白大犹豫着,赵四娘骂他,“要不是你色鬼上头蒙了心,白白的银子就那么给了她,我至于替你这么要吗?你也不想想,等你爹回来了,你拿什么钱去交差?”
白大点头,“那好,那我再去同她说。”
晚上折腾了一番,早上就起晚了,偏家里那两个小丧门星一醒来没见着娘亲,到处找都没有,坐在院子里哇哇大哭,哭的人头疼。白大拿着藤条问她们敢不敢再哭,再哭就打死她们。大丫抱着妹妹,“我娘呢?”
“你娘不守妇道跟人跑了,以后红玉就是你们娘。你们要是不听话,我就把你们都卖了,卖给吃小孩的人,一刀一刀把你们片了。”白大恐吓着她们说。
大丫强忍着泪水,还要去捂二丫的嘴,“妹妹别哭了。”
二丫眼泪糊了大丫一手,撕心裂肺的喊娘,娘,我害怕。
大丫想起娘前几日做的袄子,去翻出来给自己和妹妹穿上,现在还是八月的天,穿袄子不多时就闷出了汗,大丫不脱,也不让妹妹脱,“听话,穿着。”她不知道发生了什么,只知道娘说的意外,这两个袄子就是娘为了意外准备的,不管怎么样都要穿着。
白二媳妇关紧门,她抱着儿子,自红玉进门她就不怎么出门了,这家没法待了,现在张秀娘不明不白不见了,若是白大要娶那个红玉为妻,她怎么着也要让白二将家分了,她才不要跟个暗娼门子做妯娌。
外头又响起鞭炮声,噼里巴拉的烦人,赵四娘叹气,看来还是睡不成。起身后热汤水没有,热饭菜也没有,后院的鸡没喂食,咯咯叫的急。
红玉不出门,白二媳妇也不出门,赵四娘站在院子骂,“你个天杀的懒媳妇窝在房间不动,难道还要让我这个婆婆去伺候你们不成?”
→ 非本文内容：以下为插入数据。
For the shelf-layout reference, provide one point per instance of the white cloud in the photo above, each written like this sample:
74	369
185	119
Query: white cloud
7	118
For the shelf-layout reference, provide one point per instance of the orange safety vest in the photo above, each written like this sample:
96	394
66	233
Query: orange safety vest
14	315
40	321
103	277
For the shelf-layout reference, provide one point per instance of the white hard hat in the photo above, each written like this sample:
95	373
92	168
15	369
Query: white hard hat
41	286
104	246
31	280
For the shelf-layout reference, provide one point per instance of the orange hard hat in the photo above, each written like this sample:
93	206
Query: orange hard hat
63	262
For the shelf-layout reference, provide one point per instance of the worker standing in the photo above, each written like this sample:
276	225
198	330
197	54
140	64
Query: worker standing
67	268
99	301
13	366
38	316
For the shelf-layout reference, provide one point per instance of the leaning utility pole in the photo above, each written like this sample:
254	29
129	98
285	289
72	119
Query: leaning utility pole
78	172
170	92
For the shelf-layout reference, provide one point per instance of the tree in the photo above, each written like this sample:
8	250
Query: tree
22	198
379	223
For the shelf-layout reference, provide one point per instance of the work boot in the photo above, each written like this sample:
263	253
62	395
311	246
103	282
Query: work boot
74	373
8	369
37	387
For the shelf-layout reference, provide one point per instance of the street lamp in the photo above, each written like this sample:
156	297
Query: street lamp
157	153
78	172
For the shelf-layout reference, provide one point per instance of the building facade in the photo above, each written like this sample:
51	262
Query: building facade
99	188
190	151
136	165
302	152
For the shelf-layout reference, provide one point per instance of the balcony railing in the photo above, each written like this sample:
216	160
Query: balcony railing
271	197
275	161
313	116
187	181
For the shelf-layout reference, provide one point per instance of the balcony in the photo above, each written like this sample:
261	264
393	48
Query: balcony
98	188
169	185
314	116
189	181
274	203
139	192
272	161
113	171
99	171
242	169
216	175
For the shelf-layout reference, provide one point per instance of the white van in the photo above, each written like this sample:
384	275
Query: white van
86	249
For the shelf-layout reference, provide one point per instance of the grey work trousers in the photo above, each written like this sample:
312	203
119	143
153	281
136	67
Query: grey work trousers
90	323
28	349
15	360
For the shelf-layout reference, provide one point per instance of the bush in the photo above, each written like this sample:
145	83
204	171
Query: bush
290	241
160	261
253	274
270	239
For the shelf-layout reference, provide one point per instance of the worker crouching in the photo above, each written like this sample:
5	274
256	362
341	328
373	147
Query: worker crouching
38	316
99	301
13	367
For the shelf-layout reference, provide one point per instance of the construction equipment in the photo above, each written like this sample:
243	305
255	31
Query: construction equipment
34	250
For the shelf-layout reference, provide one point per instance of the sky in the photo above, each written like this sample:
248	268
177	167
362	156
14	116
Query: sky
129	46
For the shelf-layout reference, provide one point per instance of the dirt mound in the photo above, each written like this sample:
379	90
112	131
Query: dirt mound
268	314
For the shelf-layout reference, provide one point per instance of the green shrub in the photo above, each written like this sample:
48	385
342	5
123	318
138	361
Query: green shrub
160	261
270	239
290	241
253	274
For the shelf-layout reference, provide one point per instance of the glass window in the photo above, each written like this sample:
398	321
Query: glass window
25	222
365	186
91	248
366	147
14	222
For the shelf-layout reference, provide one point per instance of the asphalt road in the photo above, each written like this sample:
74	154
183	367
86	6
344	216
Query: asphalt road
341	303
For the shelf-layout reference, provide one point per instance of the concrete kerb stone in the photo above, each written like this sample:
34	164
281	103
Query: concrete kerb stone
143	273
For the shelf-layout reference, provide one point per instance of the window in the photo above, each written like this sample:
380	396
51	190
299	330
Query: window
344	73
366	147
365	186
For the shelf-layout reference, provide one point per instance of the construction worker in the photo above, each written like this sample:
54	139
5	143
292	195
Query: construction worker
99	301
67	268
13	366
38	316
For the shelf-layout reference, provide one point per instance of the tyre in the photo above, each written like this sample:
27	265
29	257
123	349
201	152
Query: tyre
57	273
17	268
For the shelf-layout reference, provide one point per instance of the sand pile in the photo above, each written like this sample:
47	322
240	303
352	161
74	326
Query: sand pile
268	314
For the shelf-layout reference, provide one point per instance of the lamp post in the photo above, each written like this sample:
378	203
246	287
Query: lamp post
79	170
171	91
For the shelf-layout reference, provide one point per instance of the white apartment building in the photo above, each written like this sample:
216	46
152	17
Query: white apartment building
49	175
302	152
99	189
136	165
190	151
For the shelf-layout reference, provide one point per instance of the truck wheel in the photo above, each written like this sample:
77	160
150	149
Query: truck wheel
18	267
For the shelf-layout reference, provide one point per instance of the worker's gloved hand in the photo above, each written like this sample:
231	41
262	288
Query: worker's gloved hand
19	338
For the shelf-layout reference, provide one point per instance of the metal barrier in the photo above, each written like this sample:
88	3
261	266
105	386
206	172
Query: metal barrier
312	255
白大说,“娘,红玉肚子大不方便,她现在还没吃东西呢,你看你赶紧弄点什么吃吧,饿着你孙子不好。”
红玉现在还不算儿媳妇,自然不愿出来,白二媳妇惯会躲懒,之前秀娘把一应事务都处理好也用不着她,现在赵四娘就不惯她的毛病,上前去把门踢开,让她去灶上生火做早饭。
白二媳妇自进门只看见赵四娘对秀娘是这样凶恶,冷不丁自己碰上了,吓的心肝脾肺都在颤。